Nor is this centrality of security issues unique to Israeli perceptions. The recent unification dialogue between Fateh and Hamas in Damascus has focused, and has virtually collapsed, over the nature and status of a combined security force in the West Bank and the Gaza Strip.
Yet, precisely because the Palestinian security effort in the West Bank has proven so successful and the Israeli man or woman in the street is no longer preoccupied with a Palestinian terrorist threat, there is no strong movement in Israel to make the political sacrifices necessary to reward Palestinians with a state of their own. Thus Prime Minister Binyamin Netanyahu can drag his feet on final status negotiations without paying a domestic political price. Compare this situation to that of the early part of this decade, when frightened Israelis demonstrated and signed petitions in favor of a West Bank security fence to stop terrorist suicide bombers, eventually forcing the hand of a less-than-enthusiastic Sharon government.
This helps explain why the positive security legacy in the West Bank left behind by American General Keith Dayton, who departed last month after five years of efforts, provides a significant wind in the sails for only one of the two parallel peace processes that we confront today.

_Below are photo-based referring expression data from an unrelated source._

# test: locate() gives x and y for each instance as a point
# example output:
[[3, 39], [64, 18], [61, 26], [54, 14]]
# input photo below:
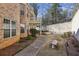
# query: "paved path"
[[34, 48]]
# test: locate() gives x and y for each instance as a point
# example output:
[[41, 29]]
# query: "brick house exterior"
[[8, 12], [14, 22]]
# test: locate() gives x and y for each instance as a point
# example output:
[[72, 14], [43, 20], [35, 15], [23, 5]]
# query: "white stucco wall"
[[75, 25], [60, 28]]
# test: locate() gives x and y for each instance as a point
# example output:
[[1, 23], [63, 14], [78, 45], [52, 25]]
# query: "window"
[[13, 28], [21, 12], [9, 28], [6, 28], [22, 30]]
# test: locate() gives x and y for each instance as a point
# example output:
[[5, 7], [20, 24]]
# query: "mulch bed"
[[15, 48]]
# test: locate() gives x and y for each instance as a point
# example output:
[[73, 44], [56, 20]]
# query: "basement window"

The first, failing process, is the Obama-Clinton-Mitchell effort to maneuver, pressure and entice the Netanyahu government and the PLO into a renewal of comprehensive final status negotiations. The Obama administration has complicated the process by introducing a problematic preoccupation with a settlement construction freeze, while both the Netanyahu government and the PLO leadership under Mahmoud Abbas appear to be too conflicted and constrained ideologically and too hamstrung politically to commit to a serious negotiating progress. The only security element in this process is Netanyahu's demand that final status talks begin with security--seemingly as if Dayton had never existed.
This is not the case with the second process, the Palestinian and Arab countdown toward an effort to gain United Nations recognition of a Palestinian state alongside Israel. Here the Palestinian state-building exercise, spearheaded by the successful security effort, is a key factor in persuading the international community that the Palestinian Authority is ready for the transition from autonomy to statehood. True, security has been enhanced only in the West Bank, and the Hamas leadership ruling the Gaza Strip remains a primary threat to PLO designs regarding the West Bank. Nevertheless, the contrasting role of security in each of the two processes highlights the problematic nature of Washington's role in shepherding them.

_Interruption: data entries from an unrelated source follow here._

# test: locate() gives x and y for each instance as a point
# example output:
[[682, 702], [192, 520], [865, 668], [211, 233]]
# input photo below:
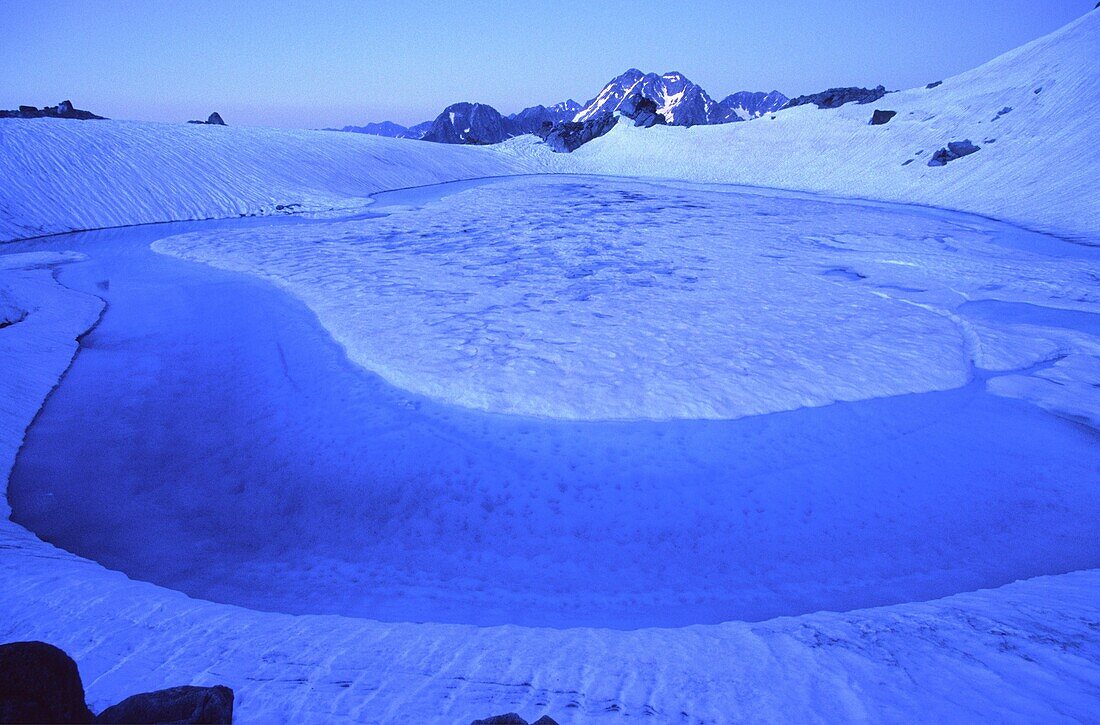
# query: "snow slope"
[[1026, 651], [58, 175], [1037, 165]]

On the one hand, as the Dayton mission illustrates, the US (together with the European Union) correctly identified the key role of security in setting the scene for progress of any sort. A major investment in funds, training and expertise that commenced under the George W. Bush administration has paid off handsomely. It's fair to say that the Dayton legacy is the engine driving the state-building process.
On the other, the Obama administration's effort to promote a comprehensive negotiated end-of-conflict agreement within a year has foundered. If this flawed venture continues to be pursued, it could well jeopardize the Dayton achievements and plunge Israel and the West Bank back into some form of renewed conflict.
Thanks to Dayton, Washington would be far better off abandoning its construction freeze and negotiations demands and concentrating instead on making Palestinian unilateral state-building work at the international level. It should be seeking to co-opt Jerusalem into integrating Israel's security and political needs within the framework of the necessary UN resolutions. Rather than trying to sit the reluctant sides down to reach an elusive comprehensive solution within a year, the US should be capitalizing on Dayton's achievement in order to foster an indirectly-negotiated but internationally-recognized partial solution that capitalizes on the Palestinian unilateral state-building initiative and concentrates on borders, settlements, water and security.